Yankees Daily Briefing 05/05/11

After losing two in a row to the Tigers, the Yankees will look for a series split on Thursday. They'll send A.J. Burnett to the mound; Burnett last faced the Tigers in 2009, where he allowed three runs over six innings in a Yankees win. He'll face Rick Porcello, who had mixed success against the Yankees in 2010.

1) Light day for the farm system; only Double-A Trenton and High-A Tampa were in action.

Trenton beat Portland, 7-1.

Mike Ashmore spoke to starter Dellin Betances after the game. Betances allowed one run (a home run) in five innings, striking out five and walking none. His ERA on the season actually went up -- to 1.38. There is also video of Betances' start.

Steve Garrison and Brian Anderson were placed on the disabled list while Josh Schmidt was sent down from Triple-A Scranton to help fill out the roster.

Tampa lost 7-5 to Daytona. They have now lost 13 of their last 14 games.

Carlos Silva pitched three innings, giving up a two run home run to Jae-Hoon Ha. The veteran Silva may find himself replacing Freddy Garcia should the latter significantly falter.

2) Wallace Matthews writes about the slumping Yankees offense. Although offenses can hit a lull, the Yankees have already been shut out three times in 2011. The 2010 Yankees were not shut out until May 12th and the 2009 Yankees were not shut out until June 9th.

One of the Yankees having the most trouble of late is Alex Rodriguez; since his last home run on April 23rd, he is hitting at a .139/.205/.167 clip, hardly an acceptable pace for a cleanup hitter. Fortunately, it's likely not a sustainable pace, either.

3) Matthews and Andrew Marchand face off on whether Derek Jeter should be moved down the order.

If one ignores sentimentality, the easy answer is that Jeter, whose .310 on base percentage is better only than Jorge Posada's (.255) among Yankee regulars, should be moved down. That said, while Jeter continues his quest for 3,000 hits, it's hard to see the Yankees demoting their most iconic hitter of the last two decades to eighth or ninth in the lineup.

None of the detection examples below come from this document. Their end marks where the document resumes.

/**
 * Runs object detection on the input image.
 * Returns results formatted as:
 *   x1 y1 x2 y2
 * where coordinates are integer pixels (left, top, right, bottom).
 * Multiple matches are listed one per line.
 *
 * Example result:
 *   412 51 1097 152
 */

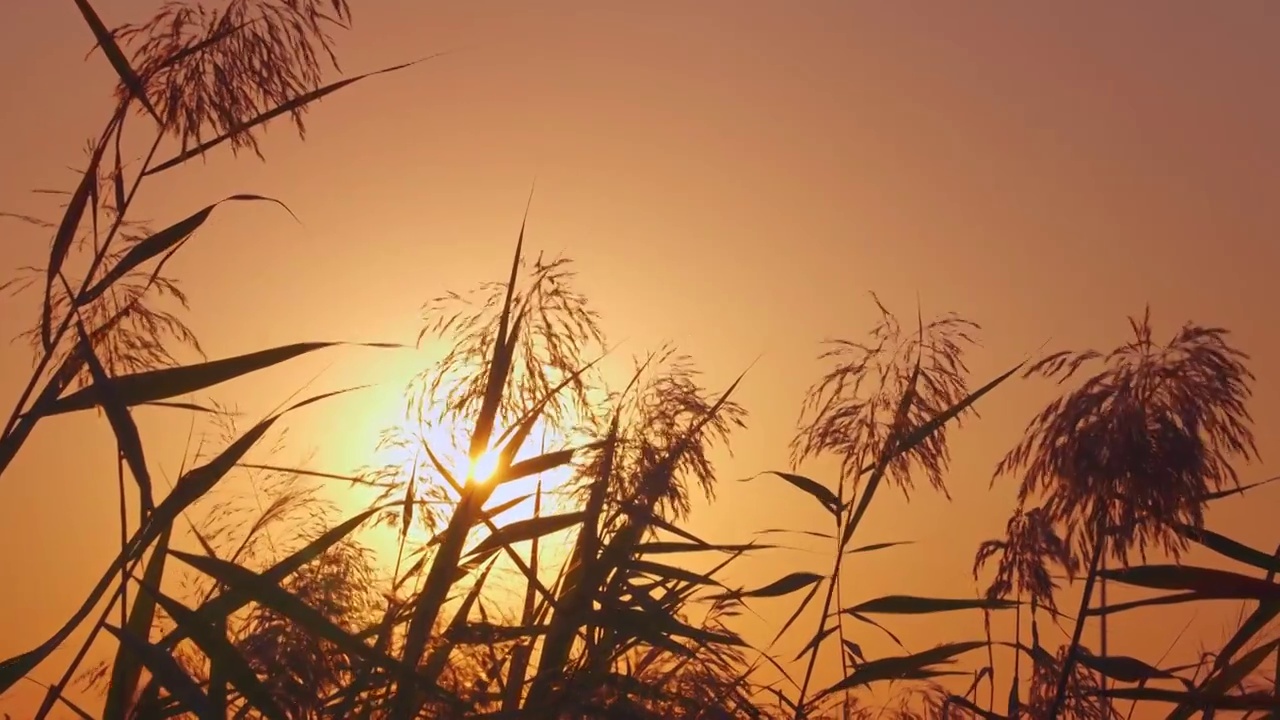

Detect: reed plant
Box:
0 0 1280 720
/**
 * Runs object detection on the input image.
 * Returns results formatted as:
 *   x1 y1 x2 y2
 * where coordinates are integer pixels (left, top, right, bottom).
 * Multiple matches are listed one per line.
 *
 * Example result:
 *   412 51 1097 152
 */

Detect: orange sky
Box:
0 0 1280 717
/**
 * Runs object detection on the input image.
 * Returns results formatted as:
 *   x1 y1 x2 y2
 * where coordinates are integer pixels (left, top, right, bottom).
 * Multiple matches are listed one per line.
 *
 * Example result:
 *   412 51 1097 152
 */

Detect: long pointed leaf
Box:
42 342 402 416
77 195 293 305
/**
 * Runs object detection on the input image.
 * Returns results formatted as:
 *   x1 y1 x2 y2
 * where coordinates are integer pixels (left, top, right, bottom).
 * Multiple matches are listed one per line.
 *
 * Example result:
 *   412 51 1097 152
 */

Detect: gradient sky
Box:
0 0 1280 717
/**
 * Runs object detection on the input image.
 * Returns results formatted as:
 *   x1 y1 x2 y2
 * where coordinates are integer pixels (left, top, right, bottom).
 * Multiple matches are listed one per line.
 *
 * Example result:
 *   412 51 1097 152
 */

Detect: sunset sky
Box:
0 0 1280 720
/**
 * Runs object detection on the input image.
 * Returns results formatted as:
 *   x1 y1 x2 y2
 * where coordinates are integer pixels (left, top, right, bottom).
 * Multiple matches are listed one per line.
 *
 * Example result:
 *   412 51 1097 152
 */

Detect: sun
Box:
466 448 500 484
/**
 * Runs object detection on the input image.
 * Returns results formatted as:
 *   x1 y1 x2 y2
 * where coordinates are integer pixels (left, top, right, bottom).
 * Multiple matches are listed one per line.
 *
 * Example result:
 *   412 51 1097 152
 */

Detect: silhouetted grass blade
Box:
40 342 401 416
145 53 443 176
467 511 584 556
102 530 170 720
76 319 156 515
1079 652 1175 683
819 641 987 697
847 594 1018 615
1175 523 1280 573
40 130 116 352
741 470 840 515
1098 565 1280 601
102 625 217 720
169 550 399 669
76 0 164 126
77 195 293 305
723 571 824 598
140 582 288 720
844 536 915 555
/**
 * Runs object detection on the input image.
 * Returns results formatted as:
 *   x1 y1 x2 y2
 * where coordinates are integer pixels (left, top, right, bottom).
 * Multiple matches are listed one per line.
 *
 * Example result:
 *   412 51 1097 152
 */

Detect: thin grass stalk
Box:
1048 523 1106 720
0 102 164 477
35 545 142 720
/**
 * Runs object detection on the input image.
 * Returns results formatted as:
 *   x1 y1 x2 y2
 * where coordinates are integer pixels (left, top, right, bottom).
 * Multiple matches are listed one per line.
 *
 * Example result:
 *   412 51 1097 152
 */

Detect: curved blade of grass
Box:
721 571 826 600
77 193 297 305
1088 688 1277 716
23 678 97 720
143 53 445 176
102 528 172 720
844 536 915 555
169 550 399 669
817 641 987 697
38 342 403 416
1084 592 1204 618
845 610 906 650
76 318 156 515
490 448 577 486
159 505 390 648
40 122 112 352
595 609 742 650
0 391 360 693
739 470 840 516
1079 653 1180 683
769 573 822 647
422 562 493 683
791 625 840 662
1169 639 1280 720
140 582 288 720
627 560 724 587
845 594 1018 615
76 0 164 120
102 625 216 720
467 511 585 556
1174 524 1280 573
1098 565 1280 601
636 541 774 555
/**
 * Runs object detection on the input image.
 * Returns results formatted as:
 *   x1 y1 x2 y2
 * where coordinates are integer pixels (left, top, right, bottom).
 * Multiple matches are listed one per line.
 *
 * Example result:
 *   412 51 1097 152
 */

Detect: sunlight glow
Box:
467 448 499 483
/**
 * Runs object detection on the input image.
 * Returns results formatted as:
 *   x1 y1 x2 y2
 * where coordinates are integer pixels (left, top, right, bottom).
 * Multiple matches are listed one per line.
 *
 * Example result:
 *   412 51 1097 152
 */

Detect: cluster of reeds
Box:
0 0 1280 720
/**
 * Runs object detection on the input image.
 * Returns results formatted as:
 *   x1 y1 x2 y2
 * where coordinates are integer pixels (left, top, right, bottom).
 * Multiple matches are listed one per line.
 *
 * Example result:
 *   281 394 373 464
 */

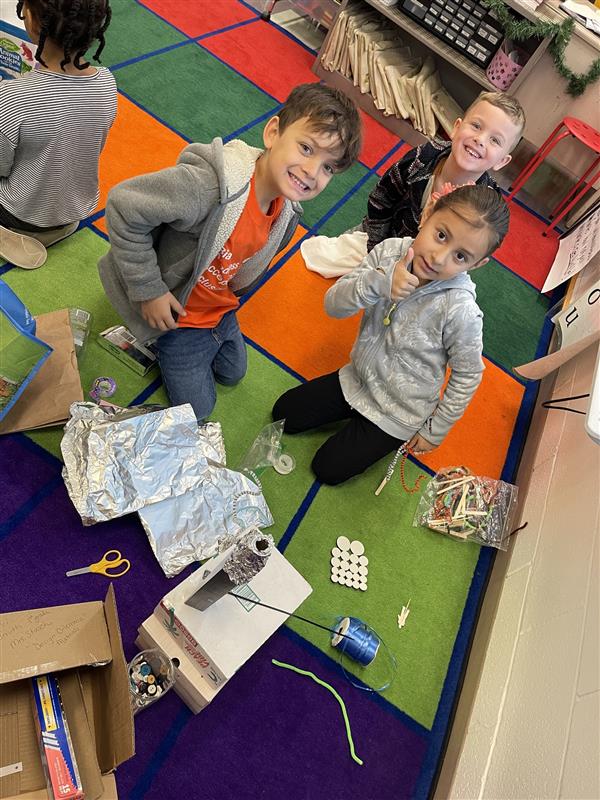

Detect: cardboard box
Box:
0 586 135 800
0 308 83 434
135 616 222 714
154 550 312 688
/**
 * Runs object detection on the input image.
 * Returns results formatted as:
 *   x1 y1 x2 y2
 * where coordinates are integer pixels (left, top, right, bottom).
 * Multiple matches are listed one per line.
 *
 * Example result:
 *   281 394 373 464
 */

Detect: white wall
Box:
445 260 600 800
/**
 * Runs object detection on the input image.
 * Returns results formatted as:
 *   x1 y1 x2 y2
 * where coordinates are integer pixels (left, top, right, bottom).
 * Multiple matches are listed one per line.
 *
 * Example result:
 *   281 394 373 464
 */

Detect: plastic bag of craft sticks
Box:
413 467 519 550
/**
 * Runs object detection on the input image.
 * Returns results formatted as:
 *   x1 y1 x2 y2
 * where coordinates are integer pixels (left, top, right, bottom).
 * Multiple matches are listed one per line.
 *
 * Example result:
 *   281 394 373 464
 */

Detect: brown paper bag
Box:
0 308 83 434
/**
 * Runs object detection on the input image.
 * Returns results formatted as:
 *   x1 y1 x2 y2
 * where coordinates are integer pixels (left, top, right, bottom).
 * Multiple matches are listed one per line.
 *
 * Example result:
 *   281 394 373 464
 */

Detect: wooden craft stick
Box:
436 475 475 486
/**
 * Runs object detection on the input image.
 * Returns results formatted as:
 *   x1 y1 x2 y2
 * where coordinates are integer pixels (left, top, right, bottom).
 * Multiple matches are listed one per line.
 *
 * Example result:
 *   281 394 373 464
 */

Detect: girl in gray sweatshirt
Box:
273 186 509 485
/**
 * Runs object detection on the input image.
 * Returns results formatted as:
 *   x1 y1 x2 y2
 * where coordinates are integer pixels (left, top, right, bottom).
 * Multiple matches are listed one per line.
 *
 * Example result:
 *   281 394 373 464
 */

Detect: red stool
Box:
506 117 600 236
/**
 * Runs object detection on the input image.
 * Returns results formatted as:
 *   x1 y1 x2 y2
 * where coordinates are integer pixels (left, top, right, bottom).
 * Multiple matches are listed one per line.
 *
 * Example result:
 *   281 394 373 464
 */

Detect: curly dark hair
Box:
17 0 112 71
278 83 362 172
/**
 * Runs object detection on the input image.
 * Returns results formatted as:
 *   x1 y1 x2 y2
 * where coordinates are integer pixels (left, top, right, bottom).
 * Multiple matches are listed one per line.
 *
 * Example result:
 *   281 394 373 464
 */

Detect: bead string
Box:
375 443 427 497
400 450 427 494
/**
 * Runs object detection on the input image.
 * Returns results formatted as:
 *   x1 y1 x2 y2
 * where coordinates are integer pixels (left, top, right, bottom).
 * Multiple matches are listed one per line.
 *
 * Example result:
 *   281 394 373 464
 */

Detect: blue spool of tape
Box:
331 617 381 667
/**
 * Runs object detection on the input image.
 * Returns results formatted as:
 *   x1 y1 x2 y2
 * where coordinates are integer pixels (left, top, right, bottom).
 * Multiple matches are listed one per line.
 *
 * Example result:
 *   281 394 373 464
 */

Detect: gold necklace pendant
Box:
383 303 398 328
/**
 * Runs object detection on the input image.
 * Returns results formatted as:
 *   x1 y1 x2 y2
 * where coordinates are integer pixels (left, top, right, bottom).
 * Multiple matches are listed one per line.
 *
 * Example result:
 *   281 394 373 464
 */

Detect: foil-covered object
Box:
223 528 275 586
61 403 225 525
61 403 273 576
138 463 273 577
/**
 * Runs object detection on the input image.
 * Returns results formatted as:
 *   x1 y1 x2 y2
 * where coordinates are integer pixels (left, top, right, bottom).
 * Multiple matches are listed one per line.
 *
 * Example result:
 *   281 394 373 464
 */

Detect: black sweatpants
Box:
273 372 403 486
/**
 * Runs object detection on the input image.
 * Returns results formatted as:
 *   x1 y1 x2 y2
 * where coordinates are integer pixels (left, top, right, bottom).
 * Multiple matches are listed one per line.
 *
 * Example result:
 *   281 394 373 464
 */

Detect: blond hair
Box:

4) Robinson Cano marked the sixth anniversary of his Yankees debut Tuesday night. Mark Feinsand writes that he has a chance to end up as one of the greats in Yankees history. As Feinsand says, only Joe DiMaggio had more hits (1,183) than Cano's 1,107 through his first six years.

Cano had an off year in 2008, but even with 2008 included, he is a .309/.346/.493 career hitter, and has only hit the disabled list once. Staying healthy is the most crucial aspect to a long career; if Cano can continue to do so while maintaining his current pace, he should enjoy a very long career with the Yankees.

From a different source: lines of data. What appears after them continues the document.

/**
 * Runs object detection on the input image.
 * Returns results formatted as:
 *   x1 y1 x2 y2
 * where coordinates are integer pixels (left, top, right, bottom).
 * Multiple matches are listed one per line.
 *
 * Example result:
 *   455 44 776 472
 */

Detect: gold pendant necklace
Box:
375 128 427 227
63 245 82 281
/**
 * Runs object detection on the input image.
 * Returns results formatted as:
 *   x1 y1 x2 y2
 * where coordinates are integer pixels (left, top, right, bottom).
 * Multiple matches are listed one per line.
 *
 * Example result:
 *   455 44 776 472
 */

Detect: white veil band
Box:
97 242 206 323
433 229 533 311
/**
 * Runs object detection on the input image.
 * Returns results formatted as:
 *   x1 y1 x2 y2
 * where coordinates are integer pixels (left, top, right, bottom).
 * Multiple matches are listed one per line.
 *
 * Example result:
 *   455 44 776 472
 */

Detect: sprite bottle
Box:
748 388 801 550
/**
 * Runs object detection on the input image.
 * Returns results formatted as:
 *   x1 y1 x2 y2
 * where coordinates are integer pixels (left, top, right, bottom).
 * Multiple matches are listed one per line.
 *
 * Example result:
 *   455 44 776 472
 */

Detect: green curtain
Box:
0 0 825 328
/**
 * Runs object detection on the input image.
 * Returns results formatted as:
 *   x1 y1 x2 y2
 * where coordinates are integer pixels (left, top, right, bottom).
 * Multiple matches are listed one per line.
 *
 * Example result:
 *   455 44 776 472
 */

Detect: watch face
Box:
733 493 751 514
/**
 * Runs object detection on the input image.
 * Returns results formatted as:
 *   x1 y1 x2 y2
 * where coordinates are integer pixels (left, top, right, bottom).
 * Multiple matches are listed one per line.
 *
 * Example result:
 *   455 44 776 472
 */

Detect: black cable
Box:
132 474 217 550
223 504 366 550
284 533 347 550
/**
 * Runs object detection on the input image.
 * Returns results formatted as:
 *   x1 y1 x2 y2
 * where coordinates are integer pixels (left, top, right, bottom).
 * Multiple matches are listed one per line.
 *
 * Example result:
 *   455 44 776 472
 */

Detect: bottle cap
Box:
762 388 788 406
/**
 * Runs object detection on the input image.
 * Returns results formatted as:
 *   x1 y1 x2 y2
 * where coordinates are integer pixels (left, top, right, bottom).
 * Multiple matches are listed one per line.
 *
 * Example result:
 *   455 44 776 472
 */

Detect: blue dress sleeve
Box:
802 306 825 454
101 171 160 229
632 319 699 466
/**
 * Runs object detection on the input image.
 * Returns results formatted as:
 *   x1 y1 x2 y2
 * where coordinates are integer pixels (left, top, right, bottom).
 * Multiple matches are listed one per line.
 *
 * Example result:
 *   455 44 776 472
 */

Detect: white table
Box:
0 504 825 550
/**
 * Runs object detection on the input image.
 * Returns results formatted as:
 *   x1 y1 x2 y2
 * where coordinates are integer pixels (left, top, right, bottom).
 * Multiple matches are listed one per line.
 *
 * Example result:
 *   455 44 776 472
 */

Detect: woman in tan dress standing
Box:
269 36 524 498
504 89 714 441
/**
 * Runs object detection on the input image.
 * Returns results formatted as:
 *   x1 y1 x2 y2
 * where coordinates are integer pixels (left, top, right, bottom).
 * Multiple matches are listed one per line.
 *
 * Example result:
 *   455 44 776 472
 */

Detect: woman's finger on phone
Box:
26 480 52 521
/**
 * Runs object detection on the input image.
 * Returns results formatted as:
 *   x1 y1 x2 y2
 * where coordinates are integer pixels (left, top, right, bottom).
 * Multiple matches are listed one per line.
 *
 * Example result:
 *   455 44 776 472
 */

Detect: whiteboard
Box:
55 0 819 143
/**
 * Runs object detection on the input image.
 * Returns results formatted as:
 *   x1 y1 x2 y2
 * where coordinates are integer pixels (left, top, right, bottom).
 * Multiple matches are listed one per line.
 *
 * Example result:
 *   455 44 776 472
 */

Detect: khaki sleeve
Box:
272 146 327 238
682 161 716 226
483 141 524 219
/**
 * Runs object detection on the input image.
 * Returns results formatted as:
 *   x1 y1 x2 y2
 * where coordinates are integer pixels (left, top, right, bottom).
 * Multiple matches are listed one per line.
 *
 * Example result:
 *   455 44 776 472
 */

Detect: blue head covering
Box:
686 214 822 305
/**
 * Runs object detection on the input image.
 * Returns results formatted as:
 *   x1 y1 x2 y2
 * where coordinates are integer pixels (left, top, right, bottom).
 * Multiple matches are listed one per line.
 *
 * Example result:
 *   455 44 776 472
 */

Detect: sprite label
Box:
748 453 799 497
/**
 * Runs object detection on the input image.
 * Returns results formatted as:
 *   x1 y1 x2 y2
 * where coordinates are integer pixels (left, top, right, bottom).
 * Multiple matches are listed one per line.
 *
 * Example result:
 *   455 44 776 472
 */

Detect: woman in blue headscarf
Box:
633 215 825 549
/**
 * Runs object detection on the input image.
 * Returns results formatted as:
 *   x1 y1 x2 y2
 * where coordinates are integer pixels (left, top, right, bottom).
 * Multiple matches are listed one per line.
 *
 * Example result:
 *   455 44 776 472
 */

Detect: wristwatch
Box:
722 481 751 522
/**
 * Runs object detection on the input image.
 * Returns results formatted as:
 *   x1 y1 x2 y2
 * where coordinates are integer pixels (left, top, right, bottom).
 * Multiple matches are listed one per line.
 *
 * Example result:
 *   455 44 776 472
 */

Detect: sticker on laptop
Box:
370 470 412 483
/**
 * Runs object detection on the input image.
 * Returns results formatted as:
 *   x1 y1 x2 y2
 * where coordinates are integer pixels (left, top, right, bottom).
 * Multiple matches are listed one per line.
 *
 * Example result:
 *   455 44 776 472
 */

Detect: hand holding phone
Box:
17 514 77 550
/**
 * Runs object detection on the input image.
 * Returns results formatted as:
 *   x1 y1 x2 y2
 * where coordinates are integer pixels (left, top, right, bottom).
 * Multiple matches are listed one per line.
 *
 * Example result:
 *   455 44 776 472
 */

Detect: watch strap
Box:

5) George A. King III writes that intentionally walking Miguel Cabrera was a good move.

Cabrera, going into Wednesday's game, was a carer .390/.452/.760 hitter against the Yankees, and is easily the best hitter on the Tigers. Although King makes the argument in the context of Tuesday's game, it's hard to argue against intentionally walking Cabrera any time there is a base open.